I’m sure I’m missing a few more.
I come from crunchy privileged circles as I try to choose organic, avoid plastics, buy clothes from natural fibers, and opt for holistic medicines. My granola tendencies also gave me this notion that my lifestyle, willpower and mindset alone can improve my outlook on myself, my marriage, my kids, and my will to live. I wanted so badly to think these pills prescribed from a psychiatrist were not needed.
I was fearful of being emotionally blunted by medication. I believed that I need to do this on my own, that if I just work on myself more then I don’t need this crutch.
People say you’re supposed to feel sad, this is life. Folks who say such things don’t get it and may never will and that’s ok.
It sucks. It sucks so bad that saying it sucks doesn’t describe it at all. Whatever happened in my head and heart robbed me of my life. It was a never ending loop of tendencies to think, feel and act on impending doom 10 times a day every day. That, or just long bouts of numbness. I was so low for so long I wasn’t even asking for happiness.
I wanted some place of contentment, where I could feel safe in my thoughts and feelings.
Being sad wasn’t what I was afraid of. I just wanted to feel a normal level of sad. Trust me, I yearned for a regular dose of sadness.
After meeting with a new psychiatrist a couple months ago, I received a new diagnosis and he recommended a different type of medication.
My doc sent the prescription to CVS and I waited two weeks to pick it up. I waited because I didn’t want to make a decision out of desperation.
One might say that taking this medication is cheating, it’s opting for the easy way out. One might also say this is a tactic to avoid the root cause. I’ve heard people say it’s an excuse from doing the real work on yourself. I did all I could fathom and afford — it wasn’t enough.
For the first time in a long time, I can process thoughts in a more coherent way.
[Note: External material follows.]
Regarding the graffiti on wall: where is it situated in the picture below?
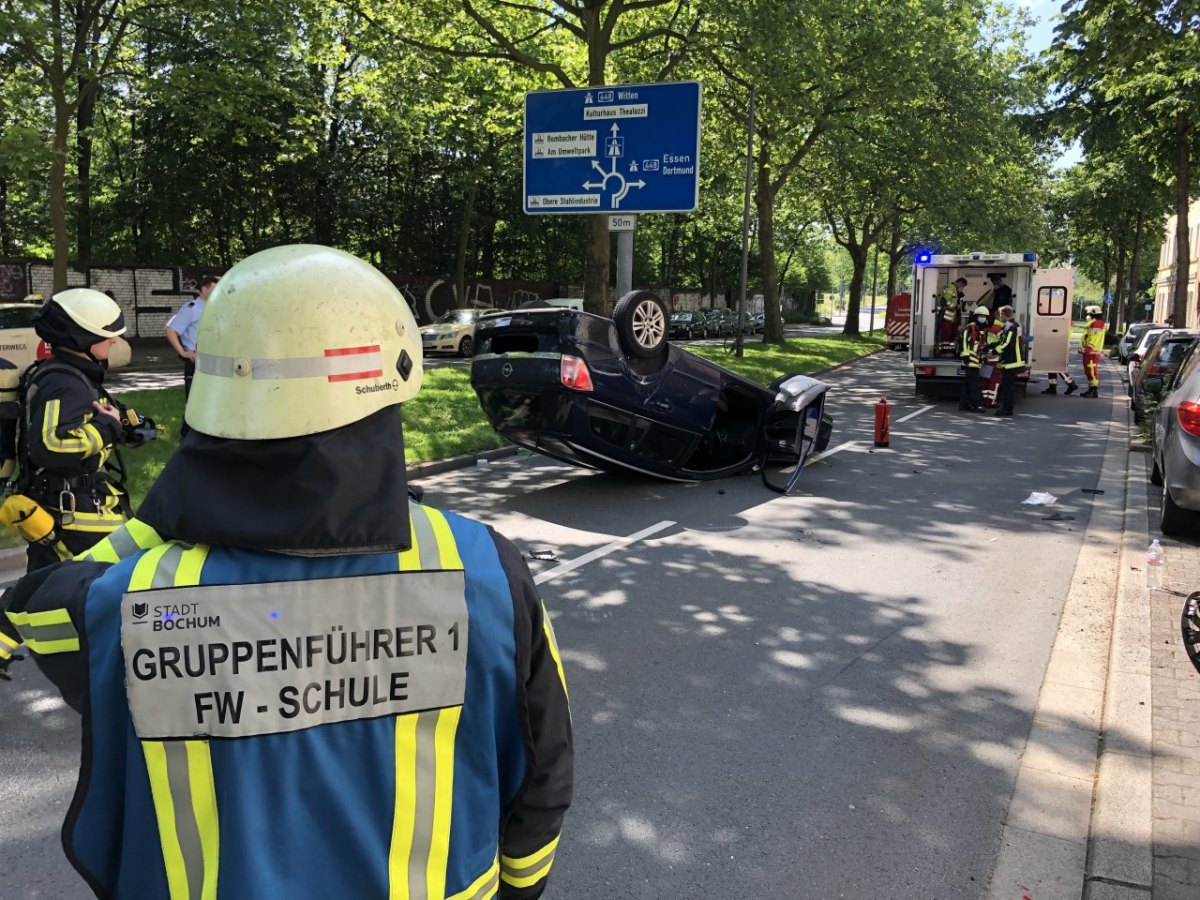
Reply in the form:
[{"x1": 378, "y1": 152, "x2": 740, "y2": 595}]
[{"x1": 0, "y1": 263, "x2": 29, "y2": 304}]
My strong emotions no longer confiscate my life.
I’m happy to report I feel a normal level of sadness.
I’ve been relishing in a sense of normalcy since the medicine has started to kick in. Who knows what the future holds but I’m embracing this feeling for what it is now.
If you’ve been like me, drowning on a daily basis, I hope you find help from this terrible situation, whether it’s from natural holistic methods, or from a medication prescribed from a doctor. Or both. We can have both! Two things can be true at the same time. East meets west. Or go find something from the north and south, too. Who cares, find something, if you have the means.
Thank you to all the holistic practitioners I’ve worked with. And thank you to the doctors and scientists who made my new wonderful drugs possible.
It feels good to feel normal.
I’m off to go and be with my normal amount of happy and sad and all the other emotions in this human experience.
Obviously me thanking the pharmaceuticals industry is a joke.
Stephanie, I am speechless. Thank you for this beautifully heartfelt, honest, and vulnerable message. It breaks my heart to even imagine the pain you’ve been going through. I am so sorry that you had to endure that. This also helped me so much in opening up to my friends about something dark I’ve been secretly struggling with. Your openness is truly going to help so many people. You are so eloquent with your words, and I feel you are one of the most vibrant and intelligent humans I’ve ever met! I’m your brother, and just know that I’m here to listen anytime. On top of that, you really need to write a book!!! 😊🙏 Love you dearly—Your Bro, Daniel
So glad you found something that works well for you!